The first half of the nineteenth century was a momentous period in Russian history. The main event was the war with the French army, which lasted from April 1805 (when Russia joined the anti-Napoleonic coalition) to March 1814 (when Russian soldiers entered Paris and Napoleon was exiled to the isle of Elba).

The whole of Russian society was drawn into the war. General calamities and afflictions, common hopes and joys erased the social borders between classes. Titled generals and serf soldiers alike proved to be mortal. The enemy burnt down peasant shacks and aristocratic estates with equal rigour.

While the war ended with the victory of the Russian army, it left a deep trace on the outlook of an entire generation. The Russian art of the first two decades of the nineteenth century, either directly or indirectly, expressed the new mood of society.

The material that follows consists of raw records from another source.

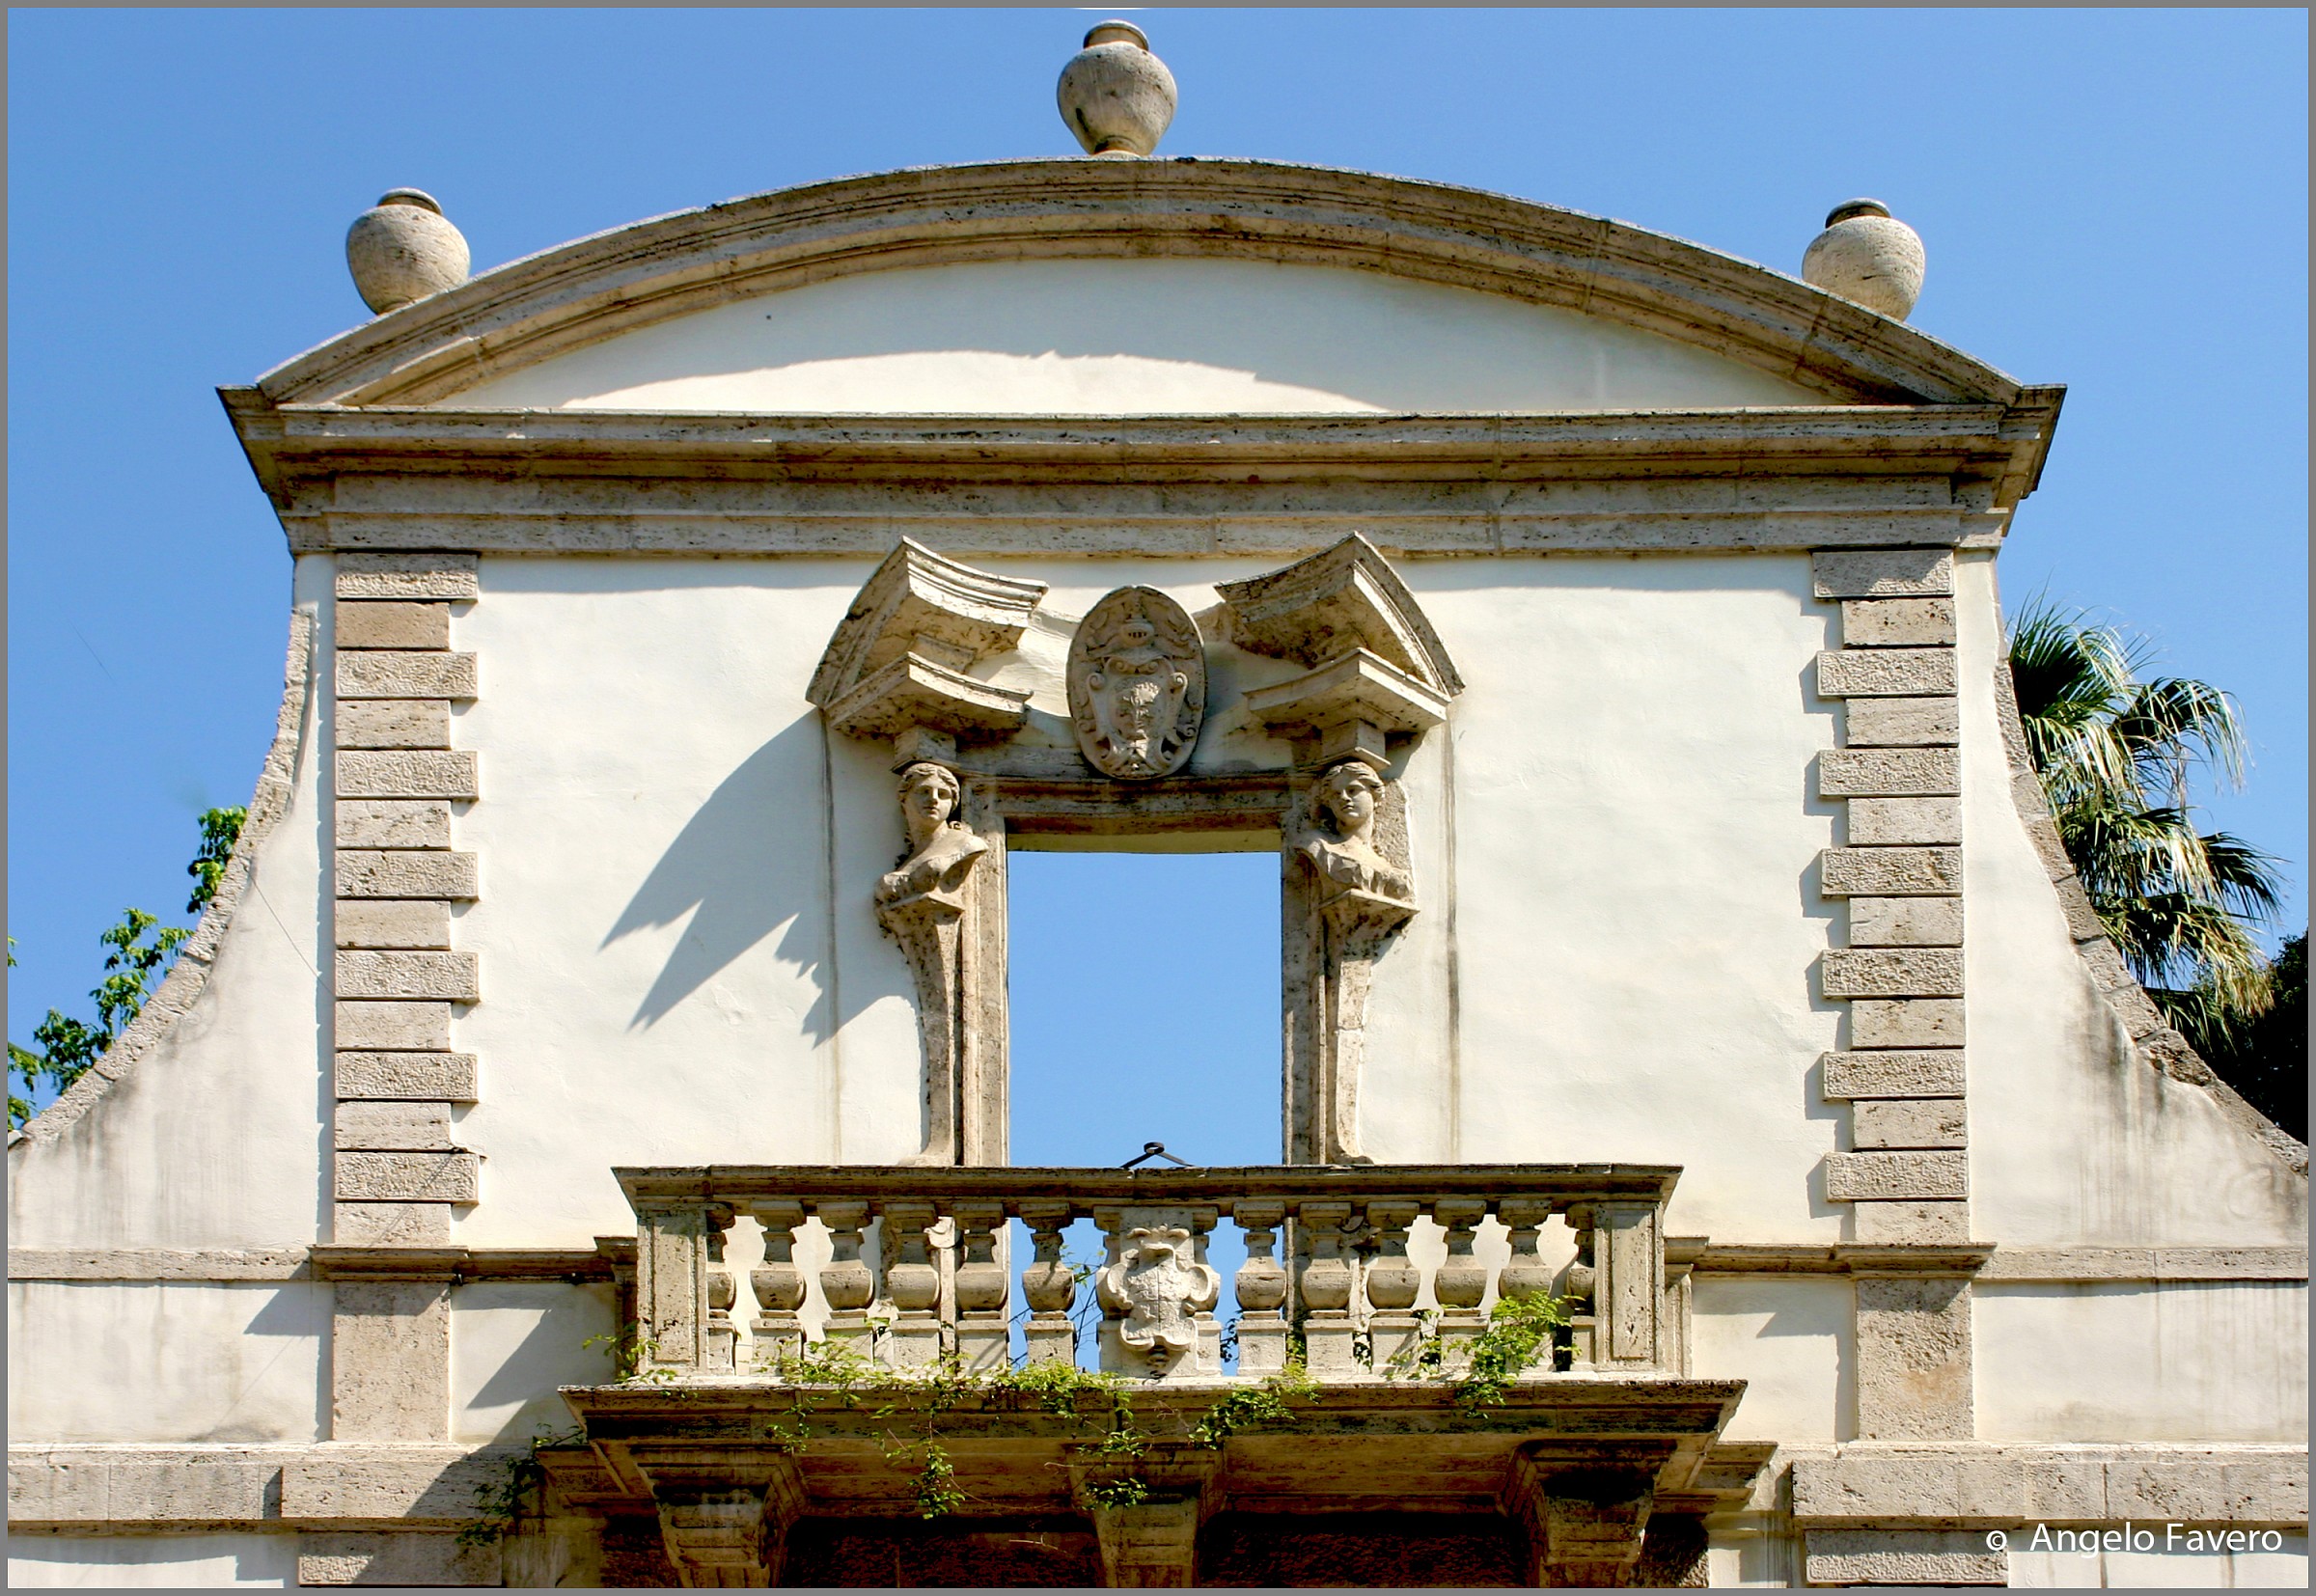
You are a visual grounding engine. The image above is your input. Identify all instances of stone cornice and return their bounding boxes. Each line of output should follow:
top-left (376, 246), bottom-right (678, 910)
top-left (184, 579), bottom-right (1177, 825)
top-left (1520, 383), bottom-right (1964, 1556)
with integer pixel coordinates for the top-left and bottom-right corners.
top-left (243, 159), bottom-right (2038, 410)
top-left (222, 399), bottom-right (2063, 558)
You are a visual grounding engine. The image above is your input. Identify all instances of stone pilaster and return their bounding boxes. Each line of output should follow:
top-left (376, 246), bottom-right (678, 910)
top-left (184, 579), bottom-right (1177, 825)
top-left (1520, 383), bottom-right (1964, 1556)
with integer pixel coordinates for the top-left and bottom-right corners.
top-left (1810, 550), bottom-right (1969, 1249)
top-left (1810, 550), bottom-right (1978, 1445)
top-left (331, 554), bottom-right (481, 1245)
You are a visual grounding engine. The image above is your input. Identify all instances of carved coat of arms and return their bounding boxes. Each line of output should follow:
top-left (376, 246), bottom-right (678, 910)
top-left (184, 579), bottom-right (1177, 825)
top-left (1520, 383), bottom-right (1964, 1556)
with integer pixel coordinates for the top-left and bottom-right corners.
top-left (1066, 587), bottom-right (1204, 779)
top-left (1096, 1225), bottom-right (1221, 1369)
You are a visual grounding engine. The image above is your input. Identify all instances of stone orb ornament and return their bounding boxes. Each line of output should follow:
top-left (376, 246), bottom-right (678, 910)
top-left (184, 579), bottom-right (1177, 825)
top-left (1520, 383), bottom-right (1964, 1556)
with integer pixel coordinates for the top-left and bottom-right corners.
top-left (1802, 199), bottom-right (1925, 321)
top-left (1057, 19), bottom-right (1177, 157)
top-left (345, 189), bottom-right (470, 316)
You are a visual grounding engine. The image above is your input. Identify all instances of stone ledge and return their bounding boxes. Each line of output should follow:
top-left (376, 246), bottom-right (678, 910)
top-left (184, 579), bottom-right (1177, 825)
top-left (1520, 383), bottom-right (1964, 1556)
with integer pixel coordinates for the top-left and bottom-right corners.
top-left (1825, 1150), bottom-right (1968, 1201)
top-left (335, 751), bottom-right (480, 801)
top-left (336, 651), bottom-right (478, 702)
top-left (1791, 1445), bottom-right (2310, 1529)
top-left (1817, 749), bottom-right (1961, 798)
top-left (1816, 648), bottom-right (1958, 698)
top-left (1975, 1247), bottom-right (2309, 1283)
top-left (336, 554), bottom-right (479, 601)
top-left (7, 1248), bottom-right (313, 1281)
top-left (1811, 549), bottom-right (1955, 599)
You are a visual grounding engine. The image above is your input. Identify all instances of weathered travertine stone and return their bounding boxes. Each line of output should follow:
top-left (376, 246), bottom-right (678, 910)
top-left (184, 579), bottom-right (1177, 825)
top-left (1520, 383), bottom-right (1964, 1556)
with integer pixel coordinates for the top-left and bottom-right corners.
top-left (1804, 1529), bottom-right (2001, 1586)
top-left (336, 699), bottom-right (450, 750)
top-left (1821, 846), bottom-right (1962, 896)
top-left (1067, 587), bottom-right (1205, 779)
top-left (337, 650), bottom-right (477, 701)
top-left (335, 1101), bottom-right (455, 1151)
top-left (1792, 1445), bottom-right (2310, 1527)
top-left (1852, 1098), bottom-right (1968, 1149)
top-left (335, 553), bottom-right (479, 601)
top-left (332, 1281), bottom-right (450, 1440)
top-left (1841, 597), bottom-right (1956, 647)
top-left (1854, 1197), bottom-right (1972, 1243)
top-left (1846, 797), bottom-right (1961, 845)
top-left (1856, 1276), bottom-right (1974, 1438)
top-left (1850, 999), bottom-right (1966, 1048)
top-left (1844, 697), bottom-right (1958, 747)
top-left (1818, 749), bottom-right (1960, 797)
top-left (334, 1202), bottom-right (453, 1245)
top-left (1822, 1049), bottom-right (1967, 1098)
top-left (2102, 980), bottom-right (2170, 1040)
top-left (279, 1443), bottom-right (511, 1521)
top-left (335, 751), bottom-right (479, 800)
top-left (335, 950), bottom-right (481, 1003)
top-left (1849, 896), bottom-right (1963, 947)
top-left (345, 189), bottom-right (471, 315)
top-left (336, 850), bottom-right (479, 900)
top-left (2052, 876), bottom-right (2108, 941)
top-left (336, 798), bottom-right (453, 848)
top-left (2075, 936), bottom-right (2135, 992)
top-left (1811, 548), bottom-right (1953, 599)
top-left (2018, 805), bottom-right (2076, 881)
top-left (1057, 20), bottom-right (1177, 158)
top-left (335, 1001), bottom-right (452, 1052)
top-left (1815, 648), bottom-right (1957, 698)
top-left (335, 1051), bottom-right (479, 1102)
top-left (5, 1447), bottom-right (286, 1525)
top-left (1821, 949), bottom-right (1965, 998)
top-left (336, 600), bottom-right (451, 649)
top-left (336, 899), bottom-right (452, 949)
top-left (1802, 200), bottom-right (1927, 321)
top-left (335, 1150), bottom-right (480, 1203)
top-left (299, 1531), bottom-right (500, 1589)
top-left (1826, 1150), bottom-right (1967, 1201)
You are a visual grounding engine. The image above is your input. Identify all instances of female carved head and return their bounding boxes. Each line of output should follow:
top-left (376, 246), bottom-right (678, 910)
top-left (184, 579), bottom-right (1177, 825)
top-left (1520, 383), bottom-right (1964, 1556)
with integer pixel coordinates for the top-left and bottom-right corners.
top-left (1313, 760), bottom-right (1385, 839)
top-left (896, 761), bottom-right (962, 843)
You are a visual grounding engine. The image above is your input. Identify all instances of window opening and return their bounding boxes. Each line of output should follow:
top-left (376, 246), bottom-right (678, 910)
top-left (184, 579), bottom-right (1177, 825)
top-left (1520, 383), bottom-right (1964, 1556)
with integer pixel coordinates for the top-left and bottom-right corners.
top-left (1007, 849), bottom-right (1280, 1368)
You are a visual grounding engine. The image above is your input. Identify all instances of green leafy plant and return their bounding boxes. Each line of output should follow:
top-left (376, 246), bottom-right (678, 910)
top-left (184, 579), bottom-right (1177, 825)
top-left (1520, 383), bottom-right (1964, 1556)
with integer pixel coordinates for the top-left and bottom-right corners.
top-left (10, 808), bottom-right (246, 1129)
top-left (583, 1324), bottom-right (678, 1384)
top-left (1454, 1293), bottom-right (1572, 1412)
top-left (459, 1423), bottom-right (586, 1549)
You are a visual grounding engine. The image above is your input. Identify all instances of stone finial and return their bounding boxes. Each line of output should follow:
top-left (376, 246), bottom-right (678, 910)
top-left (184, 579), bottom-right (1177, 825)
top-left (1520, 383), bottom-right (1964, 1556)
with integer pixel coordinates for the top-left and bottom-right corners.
top-left (1057, 20), bottom-right (1177, 158)
top-left (1802, 199), bottom-right (1926, 321)
top-left (345, 189), bottom-right (470, 316)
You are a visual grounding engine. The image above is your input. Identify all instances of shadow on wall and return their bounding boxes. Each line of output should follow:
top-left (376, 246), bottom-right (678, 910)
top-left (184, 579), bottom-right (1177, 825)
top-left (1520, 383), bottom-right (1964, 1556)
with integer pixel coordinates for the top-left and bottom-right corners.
top-left (603, 714), bottom-right (841, 1035)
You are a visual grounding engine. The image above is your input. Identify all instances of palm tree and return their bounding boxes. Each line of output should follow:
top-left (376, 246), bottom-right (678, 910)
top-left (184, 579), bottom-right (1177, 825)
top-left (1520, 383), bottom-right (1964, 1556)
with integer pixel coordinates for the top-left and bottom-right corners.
top-left (2006, 599), bottom-right (2286, 1044)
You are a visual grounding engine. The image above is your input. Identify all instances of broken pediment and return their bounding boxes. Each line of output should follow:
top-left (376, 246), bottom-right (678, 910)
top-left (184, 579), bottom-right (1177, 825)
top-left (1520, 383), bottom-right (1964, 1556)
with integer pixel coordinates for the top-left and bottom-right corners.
top-left (808, 540), bottom-right (1046, 743)
top-left (1220, 536), bottom-right (1461, 765)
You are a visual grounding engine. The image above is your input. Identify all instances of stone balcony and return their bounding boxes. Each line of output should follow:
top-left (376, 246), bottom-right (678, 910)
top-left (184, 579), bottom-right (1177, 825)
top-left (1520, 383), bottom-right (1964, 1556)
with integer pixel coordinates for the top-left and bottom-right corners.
top-left (555, 1164), bottom-right (1758, 1586)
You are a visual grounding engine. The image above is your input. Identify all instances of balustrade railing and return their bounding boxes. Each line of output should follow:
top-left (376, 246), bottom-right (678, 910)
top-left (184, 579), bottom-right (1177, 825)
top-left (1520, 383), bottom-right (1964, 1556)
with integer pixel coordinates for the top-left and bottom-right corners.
top-left (617, 1165), bottom-right (1683, 1386)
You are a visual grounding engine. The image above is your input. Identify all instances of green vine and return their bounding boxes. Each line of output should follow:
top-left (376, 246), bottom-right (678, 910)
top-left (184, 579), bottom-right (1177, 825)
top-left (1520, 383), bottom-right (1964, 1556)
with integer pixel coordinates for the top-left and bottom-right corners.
top-left (1453, 1293), bottom-right (1572, 1411)
top-left (459, 1423), bottom-right (586, 1549)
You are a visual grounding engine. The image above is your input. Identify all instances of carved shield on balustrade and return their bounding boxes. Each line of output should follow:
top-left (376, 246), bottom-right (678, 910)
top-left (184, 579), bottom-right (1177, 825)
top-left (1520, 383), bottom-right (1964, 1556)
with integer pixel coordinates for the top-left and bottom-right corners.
top-left (1066, 587), bottom-right (1205, 779)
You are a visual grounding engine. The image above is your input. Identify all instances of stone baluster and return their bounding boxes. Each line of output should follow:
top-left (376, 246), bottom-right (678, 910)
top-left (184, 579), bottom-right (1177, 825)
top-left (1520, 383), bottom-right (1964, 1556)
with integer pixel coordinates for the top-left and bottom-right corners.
top-left (881, 1200), bottom-right (944, 1368)
top-left (1556, 1203), bottom-right (1598, 1371)
top-left (1018, 1202), bottom-right (1078, 1366)
top-left (1360, 1199), bottom-right (1423, 1370)
top-left (750, 1200), bottom-right (808, 1370)
top-left (704, 1204), bottom-right (739, 1372)
top-left (1229, 1201), bottom-right (1289, 1376)
top-left (1500, 1197), bottom-right (1566, 1375)
top-left (951, 1201), bottom-right (1009, 1372)
top-left (1430, 1198), bottom-right (1489, 1372)
top-left (813, 1199), bottom-right (876, 1355)
top-left (1295, 1200), bottom-right (1359, 1376)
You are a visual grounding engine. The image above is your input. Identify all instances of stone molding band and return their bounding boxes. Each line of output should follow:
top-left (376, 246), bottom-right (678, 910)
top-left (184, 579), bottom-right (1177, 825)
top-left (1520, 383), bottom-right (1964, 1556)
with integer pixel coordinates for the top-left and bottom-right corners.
top-left (243, 159), bottom-right (2044, 410)
top-left (8, 609), bottom-right (317, 1152)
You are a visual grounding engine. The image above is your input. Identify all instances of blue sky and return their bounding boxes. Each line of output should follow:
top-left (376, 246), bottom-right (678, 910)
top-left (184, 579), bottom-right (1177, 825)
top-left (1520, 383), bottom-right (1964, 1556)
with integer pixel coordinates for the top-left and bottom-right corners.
top-left (10, 10), bottom-right (2307, 1139)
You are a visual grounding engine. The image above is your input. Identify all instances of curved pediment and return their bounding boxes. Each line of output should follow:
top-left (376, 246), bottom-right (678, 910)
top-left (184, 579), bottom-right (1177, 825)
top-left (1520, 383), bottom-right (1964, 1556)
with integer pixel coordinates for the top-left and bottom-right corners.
top-left (255, 160), bottom-right (2026, 411)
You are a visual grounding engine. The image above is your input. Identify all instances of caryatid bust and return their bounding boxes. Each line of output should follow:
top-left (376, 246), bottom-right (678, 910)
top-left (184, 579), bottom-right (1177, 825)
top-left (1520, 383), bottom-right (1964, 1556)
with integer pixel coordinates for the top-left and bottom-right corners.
top-left (1301, 760), bottom-right (1413, 906)
top-left (875, 761), bottom-right (987, 914)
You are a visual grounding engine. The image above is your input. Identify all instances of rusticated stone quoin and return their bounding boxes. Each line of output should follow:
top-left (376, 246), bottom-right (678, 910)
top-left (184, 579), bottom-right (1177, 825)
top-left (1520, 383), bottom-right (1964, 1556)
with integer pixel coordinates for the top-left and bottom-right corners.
top-left (1820, 948), bottom-right (1966, 999)
top-left (1821, 847), bottom-right (1962, 896)
top-left (335, 752), bottom-right (480, 801)
top-left (1822, 1050), bottom-right (1968, 1099)
top-left (334, 1051), bottom-right (479, 1102)
top-left (1810, 548), bottom-right (1954, 599)
top-left (1817, 749), bottom-right (1960, 798)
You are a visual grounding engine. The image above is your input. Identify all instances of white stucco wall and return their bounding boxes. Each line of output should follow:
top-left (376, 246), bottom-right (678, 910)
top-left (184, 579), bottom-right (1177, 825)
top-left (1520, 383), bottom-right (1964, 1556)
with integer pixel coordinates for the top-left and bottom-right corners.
top-left (2008, 1532), bottom-right (2308, 1588)
top-left (450, 1281), bottom-right (618, 1443)
top-left (1975, 1280), bottom-right (2307, 1444)
top-left (1690, 1277), bottom-right (1856, 1441)
top-left (5, 562), bottom-right (331, 1250)
top-left (5, 1281), bottom-right (327, 1443)
top-left (1956, 554), bottom-right (2305, 1246)
top-left (7, 1534), bottom-right (296, 1588)
top-left (443, 258), bottom-right (1826, 414)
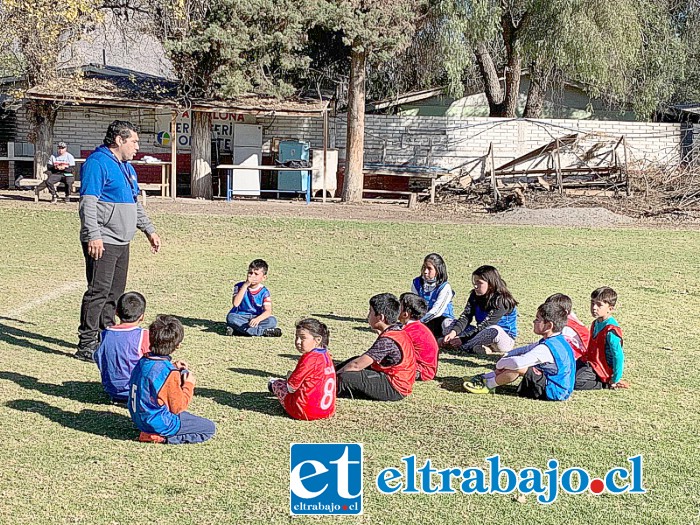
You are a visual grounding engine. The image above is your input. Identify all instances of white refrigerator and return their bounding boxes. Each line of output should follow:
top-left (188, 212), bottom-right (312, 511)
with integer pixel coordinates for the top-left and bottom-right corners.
top-left (231, 124), bottom-right (263, 196)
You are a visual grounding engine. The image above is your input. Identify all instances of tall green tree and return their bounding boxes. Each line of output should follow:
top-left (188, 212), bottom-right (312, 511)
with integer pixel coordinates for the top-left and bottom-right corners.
top-left (148, 0), bottom-right (313, 198)
top-left (0, 0), bottom-right (101, 179)
top-left (318, 0), bottom-right (429, 203)
top-left (435, 0), bottom-right (680, 119)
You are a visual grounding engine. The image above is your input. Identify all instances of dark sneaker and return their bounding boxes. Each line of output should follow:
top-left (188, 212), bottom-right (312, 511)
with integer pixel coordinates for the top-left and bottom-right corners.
top-left (225, 326), bottom-right (235, 336)
top-left (74, 348), bottom-right (95, 362)
top-left (50, 195), bottom-right (58, 204)
top-left (262, 327), bottom-right (282, 337)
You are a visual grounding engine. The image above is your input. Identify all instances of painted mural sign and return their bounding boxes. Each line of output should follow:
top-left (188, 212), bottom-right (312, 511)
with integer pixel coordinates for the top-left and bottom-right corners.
top-left (155, 111), bottom-right (256, 150)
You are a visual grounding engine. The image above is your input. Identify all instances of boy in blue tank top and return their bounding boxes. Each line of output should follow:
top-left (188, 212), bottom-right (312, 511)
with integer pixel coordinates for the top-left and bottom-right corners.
top-left (93, 291), bottom-right (149, 403)
top-left (225, 259), bottom-right (281, 337)
top-left (463, 301), bottom-right (575, 401)
top-left (128, 315), bottom-right (215, 444)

Orest Kiprensky's Portrait of Yevgraf Davydov (1809) is a perfect example of early Russian Romanticism. The subject’s aloof and dreamy air and natural yet theatrical image reflect the philosophy and manner of conduct fashionable in Russian society at the time of the Napoleonic Wars. The soldier is portrayed in military uniform, wearing decorations, though the focal point of the portrait is the face, the eyes and the emotions. For Kiprensky and his contemporaries, the most important object of exploration and embodiment was man’s inner world.

The Romantic perception of the world, which penetrated the art of the early nineteenth century, made an important contribution to Russian landscape painting and drawing. Previously unnoticed corners of simple nature, unexpected angles and the everyday surroundings of famous monuments of art often became sources of inspiration for Russian artists, such as Maxim Vorobyov.

Sylvester Schedrin worked in Italy alongside the painters of the Posillipo school, creating inspired and lyrical views of Rome, Naples, Sorrento and other Italian towns. The representations of the outskirts of Rome painted by Mikhail Lebedev, filled with sunshine and air, are also tinted with moods of sorrow, joy and languor.

Russian Romanticism underwent a number of changes, enjoying a relatively long life and combining with other trends and movements. In the 1820s and 1830s, the poetic and intimate images of man typical of early Romantic portraits combined with a garish, often theatrical treatment of the subject.

Official portraiture came back into fashion in the 1820s. The undisputed king of this genre in the Russian art of the first half of the nineteenth century was Karl Brullov, who was the first Russian artist to win European fame during the course of his lifetime and world fame by the time of his untimely death in Italy in 1852.